At some point, files under docs/source/tutorials were removed unintentionally. 1a75196 fixes that. Also, a figure for testing was added outside of model/. 9b2d667 fixes the latter.

damonbayer commented 2 weeks ago

It's a bit odd that all of the hospitalization code lives in the latent sub-package, because it handles observations as well. Also, the weekday effect is definitely more related to observations. Also, I'm not sure what the process sub-package is supposed to be for. Seems like it has some generic math and some things specific to Rt. Not sure what to make of these observations. Perhaps related to https://github.com/CDCgov/multisignal-epi-inference/issues/163.

gvegayon commented 2 weeks ago

It's a bit odd that all of the hospitalization code lives in the latent sub-package, because it handles observations as well. Also, the weekday effect is definitely more related to observations. Also, I'm not sure what the process sub-package is supposed to be for. Seems like it has some generic math and some things specific to Rt. Not sure what to make of these observations. Perhaps related to #163.

That is too broad of a comment for this PR :). Perhaps submit a few tickets? A couple of answers:

  1. The latent module can handle observations as it is a possibility (optional feat). I don't see any harm in keeping that unless you feel strongly about it.
  2. The way it is built, the day-of-week effect is for a latent variable; how would you observe that?
  3. The process module is for random processes, which have the distinction of having a duration. Perhaps @dylanhmorris can weight in?
damonbayer commented 2 weeks ago

1 and 3 are helpful comments. Thanks.

I don't quite follow 2, but I think I may be misled by the variable names in this PR https://github.com/CDCgov/multisignal-epi-inference/blob/a6cfc9568b038f7ef6f1c97ca715aa469f085f2a/model/src/pyrenew/latent/hospitaladmissions.py#L192-L195

The observed_hosp_admissions actually get passed later to an observation process as a mean parameter, right?
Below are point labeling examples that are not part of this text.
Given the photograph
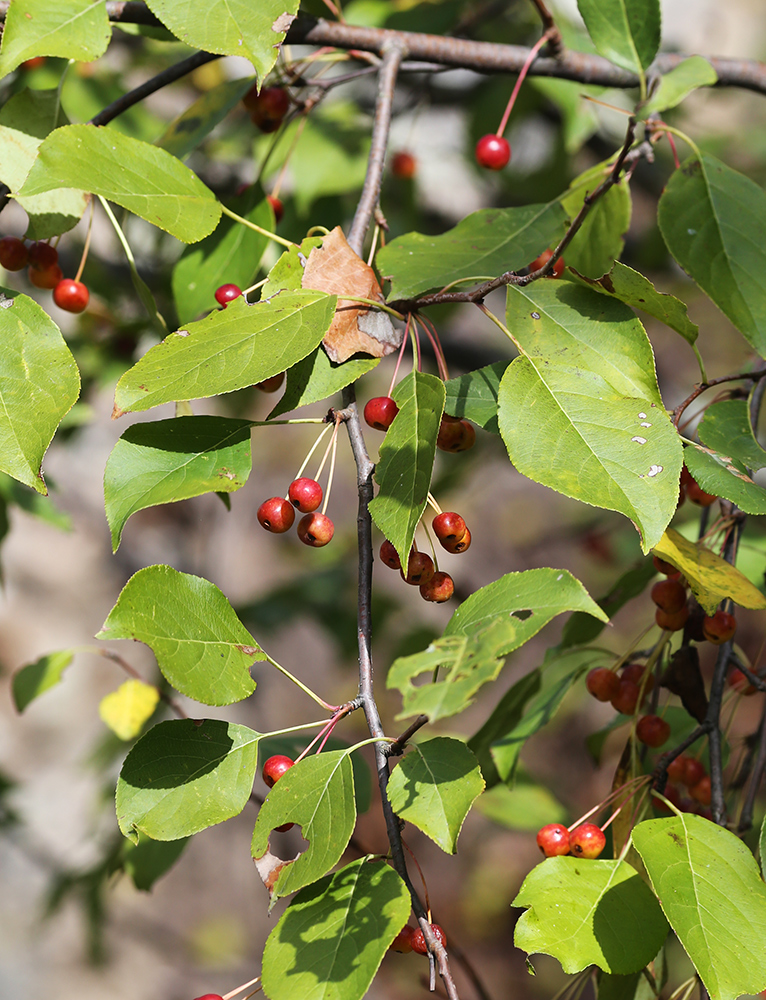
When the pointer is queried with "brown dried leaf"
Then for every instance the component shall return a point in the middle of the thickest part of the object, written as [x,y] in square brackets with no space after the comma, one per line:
[335,268]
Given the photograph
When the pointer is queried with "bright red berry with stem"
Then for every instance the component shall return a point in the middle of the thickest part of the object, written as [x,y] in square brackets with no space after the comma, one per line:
[389,555]
[652,730]
[380,411]
[720,628]
[587,841]
[493,152]
[602,683]
[553,840]
[305,494]
[315,530]
[419,942]
[276,514]
[71,295]
[438,589]
[225,294]
[13,253]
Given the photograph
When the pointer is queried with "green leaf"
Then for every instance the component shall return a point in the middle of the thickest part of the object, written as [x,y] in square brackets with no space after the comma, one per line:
[194,125]
[599,241]
[316,377]
[679,83]
[466,662]
[39,383]
[712,220]
[331,940]
[528,600]
[632,288]
[230,254]
[474,395]
[434,787]
[202,648]
[127,709]
[231,27]
[627,32]
[184,776]
[36,678]
[136,175]
[317,793]
[580,411]
[710,889]
[483,245]
[71,29]
[407,460]
[169,460]
[236,347]
[589,913]
[720,475]
[725,427]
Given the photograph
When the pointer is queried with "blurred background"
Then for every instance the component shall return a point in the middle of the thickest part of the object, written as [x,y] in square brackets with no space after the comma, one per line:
[72,922]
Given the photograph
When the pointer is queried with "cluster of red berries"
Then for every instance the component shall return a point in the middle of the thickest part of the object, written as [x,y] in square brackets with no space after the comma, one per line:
[277,514]
[584,841]
[454,536]
[44,271]
[273,769]
[413,939]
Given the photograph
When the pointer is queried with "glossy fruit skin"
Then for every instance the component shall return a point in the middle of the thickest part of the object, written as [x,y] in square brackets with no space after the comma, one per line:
[276,206]
[459,545]
[720,628]
[42,256]
[449,526]
[438,589]
[379,412]
[602,683]
[545,256]
[419,942]
[305,494]
[13,253]
[276,514]
[492,152]
[403,940]
[587,841]
[272,383]
[404,165]
[71,295]
[669,595]
[47,277]
[389,555]
[275,767]
[226,294]
[652,730]
[315,530]
[420,569]
[553,840]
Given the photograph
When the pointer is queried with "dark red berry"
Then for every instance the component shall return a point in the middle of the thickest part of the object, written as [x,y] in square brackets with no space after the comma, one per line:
[71,295]
[380,412]
[602,683]
[587,841]
[438,589]
[652,730]
[226,294]
[275,767]
[492,152]
[305,494]
[315,530]
[553,840]
[13,253]
[276,514]
[419,942]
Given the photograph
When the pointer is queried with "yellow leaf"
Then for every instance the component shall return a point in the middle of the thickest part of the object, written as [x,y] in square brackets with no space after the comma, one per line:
[127,709]
[710,577]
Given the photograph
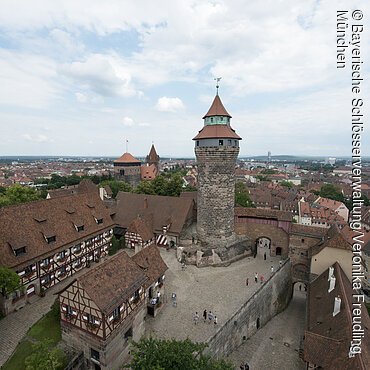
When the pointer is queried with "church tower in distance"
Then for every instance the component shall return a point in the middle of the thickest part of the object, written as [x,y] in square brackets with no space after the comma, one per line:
[216,150]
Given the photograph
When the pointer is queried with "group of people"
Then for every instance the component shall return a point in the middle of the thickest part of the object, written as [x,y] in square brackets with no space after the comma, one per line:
[207,316]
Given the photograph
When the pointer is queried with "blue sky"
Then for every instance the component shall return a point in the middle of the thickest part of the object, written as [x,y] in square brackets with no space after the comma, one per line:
[82,77]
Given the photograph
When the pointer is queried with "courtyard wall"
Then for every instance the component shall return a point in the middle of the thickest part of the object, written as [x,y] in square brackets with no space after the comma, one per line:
[271,299]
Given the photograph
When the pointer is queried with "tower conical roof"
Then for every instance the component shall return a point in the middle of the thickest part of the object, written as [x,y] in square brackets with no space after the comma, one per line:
[153,156]
[217,109]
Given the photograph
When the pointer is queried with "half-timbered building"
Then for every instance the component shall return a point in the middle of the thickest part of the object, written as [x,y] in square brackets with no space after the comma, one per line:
[49,240]
[103,309]
[151,262]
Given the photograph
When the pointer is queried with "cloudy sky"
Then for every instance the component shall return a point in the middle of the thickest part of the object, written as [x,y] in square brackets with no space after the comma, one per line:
[80,77]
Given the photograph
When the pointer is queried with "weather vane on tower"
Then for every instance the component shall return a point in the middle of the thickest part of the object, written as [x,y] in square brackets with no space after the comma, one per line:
[217,79]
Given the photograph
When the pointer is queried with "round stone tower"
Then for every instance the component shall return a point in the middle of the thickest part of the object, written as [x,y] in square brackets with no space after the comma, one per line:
[216,149]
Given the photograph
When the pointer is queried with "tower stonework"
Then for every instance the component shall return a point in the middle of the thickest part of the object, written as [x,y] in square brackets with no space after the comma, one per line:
[216,150]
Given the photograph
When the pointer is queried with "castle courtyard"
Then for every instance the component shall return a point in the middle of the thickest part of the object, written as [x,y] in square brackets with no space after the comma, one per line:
[221,290]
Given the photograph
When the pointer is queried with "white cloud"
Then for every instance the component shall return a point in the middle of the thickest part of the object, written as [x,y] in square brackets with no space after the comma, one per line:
[128,121]
[173,105]
[37,138]
[82,98]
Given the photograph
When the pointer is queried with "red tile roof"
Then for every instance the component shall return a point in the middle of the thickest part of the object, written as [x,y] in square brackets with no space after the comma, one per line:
[112,282]
[217,109]
[217,131]
[25,225]
[150,261]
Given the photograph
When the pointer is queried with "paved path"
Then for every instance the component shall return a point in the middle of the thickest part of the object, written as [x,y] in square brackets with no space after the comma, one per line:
[276,345]
[222,290]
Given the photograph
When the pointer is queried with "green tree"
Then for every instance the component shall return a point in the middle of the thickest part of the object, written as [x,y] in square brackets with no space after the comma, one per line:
[9,280]
[18,194]
[242,198]
[44,357]
[150,353]
[144,187]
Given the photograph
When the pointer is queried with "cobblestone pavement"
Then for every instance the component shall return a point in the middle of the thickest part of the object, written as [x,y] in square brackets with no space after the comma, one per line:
[13,328]
[222,290]
[275,346]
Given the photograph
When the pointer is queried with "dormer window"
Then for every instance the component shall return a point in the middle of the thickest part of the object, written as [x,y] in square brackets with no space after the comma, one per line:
[80,227]
[99,221]
[19,251]
[51,239]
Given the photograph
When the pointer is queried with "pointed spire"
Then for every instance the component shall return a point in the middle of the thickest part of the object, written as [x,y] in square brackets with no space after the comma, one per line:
[217,109]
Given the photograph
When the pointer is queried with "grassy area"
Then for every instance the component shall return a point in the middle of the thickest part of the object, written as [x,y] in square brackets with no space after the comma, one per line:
[16,362]
[48,327]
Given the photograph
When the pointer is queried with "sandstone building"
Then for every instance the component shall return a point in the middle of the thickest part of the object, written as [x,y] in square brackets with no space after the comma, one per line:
[216,150]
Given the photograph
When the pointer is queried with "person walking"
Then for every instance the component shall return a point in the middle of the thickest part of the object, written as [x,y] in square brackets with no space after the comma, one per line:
[210,317]
[196,318]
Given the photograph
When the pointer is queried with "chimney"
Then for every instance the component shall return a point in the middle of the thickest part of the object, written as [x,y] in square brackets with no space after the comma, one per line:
[331,284]
[337,302]
[331,272]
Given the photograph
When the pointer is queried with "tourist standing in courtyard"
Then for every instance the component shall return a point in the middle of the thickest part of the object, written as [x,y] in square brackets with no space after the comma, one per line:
[210,316]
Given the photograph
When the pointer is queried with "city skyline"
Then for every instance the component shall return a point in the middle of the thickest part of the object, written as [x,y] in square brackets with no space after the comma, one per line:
[81,78]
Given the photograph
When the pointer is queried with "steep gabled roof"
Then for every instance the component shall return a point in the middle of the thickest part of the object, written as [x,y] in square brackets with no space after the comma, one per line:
[112,282]
[217,109]
[150,261]
[27,225]
[161,208]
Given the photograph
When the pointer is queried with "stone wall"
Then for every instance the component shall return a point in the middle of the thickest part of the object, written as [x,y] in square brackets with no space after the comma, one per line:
[271,299]
[279,238]
[215,199]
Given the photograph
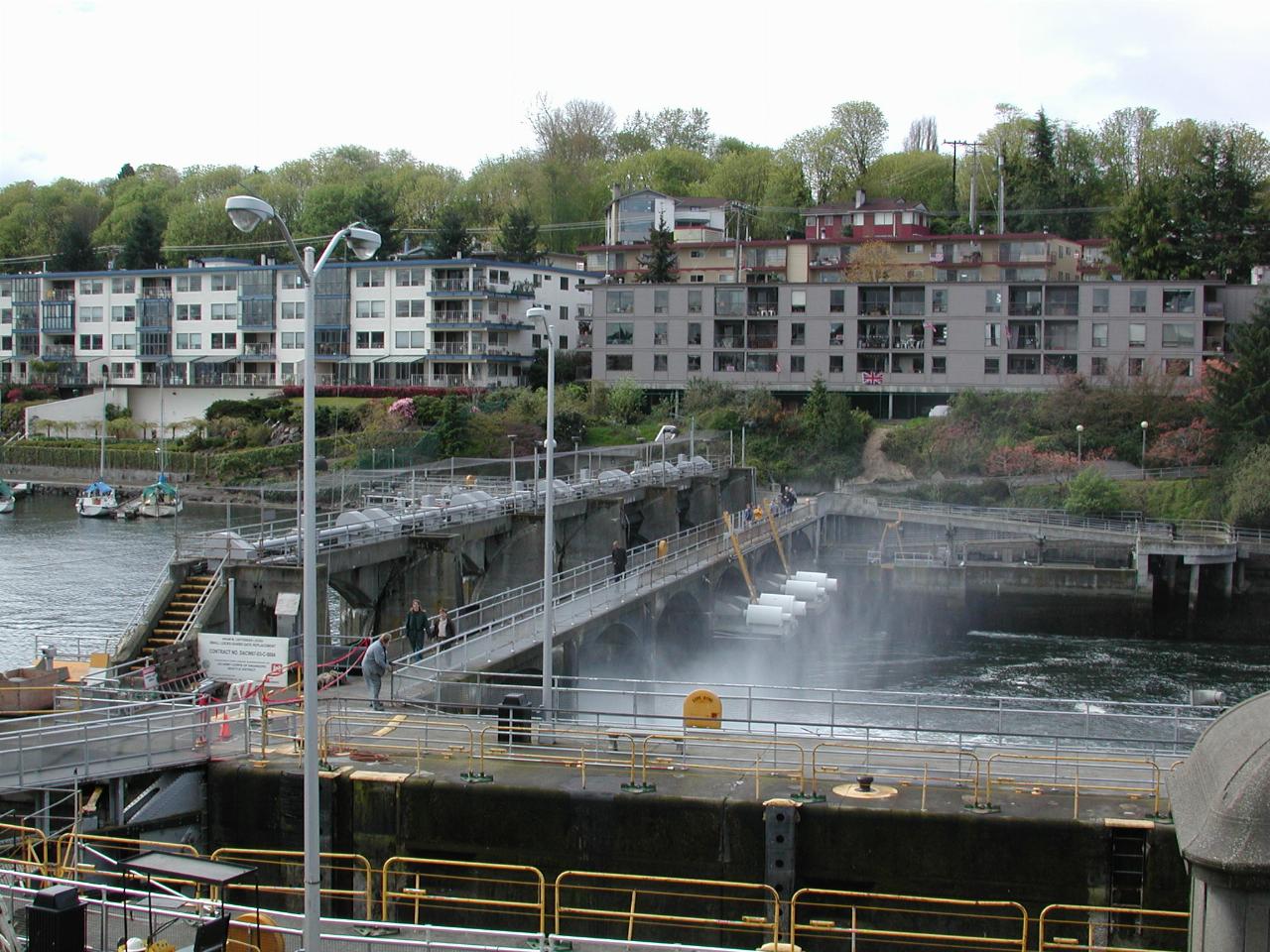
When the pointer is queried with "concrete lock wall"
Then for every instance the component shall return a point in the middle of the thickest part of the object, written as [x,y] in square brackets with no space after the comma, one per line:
[559,826]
gvegayon commented 2 weeks ago

1 and 3 are helpful comments. Thanks.

I don't quite follow 2, but I think I may be misled by the variable names in this PR

https://github.com/CDCgov/multisignal-epi-inference/blob/a6cfc9568b038f7ef6f1c97ca715aa469f085f2a/model/src/pyrenew/latent/hospitaladmissions.py#L192-L195

The observed_hosp_admissions actually get passed later to an observation process as a mean parameter, right?

100% agree the names are misleading. I've updated them across the functions, tests, and tutorial. It should be ready for a final review now.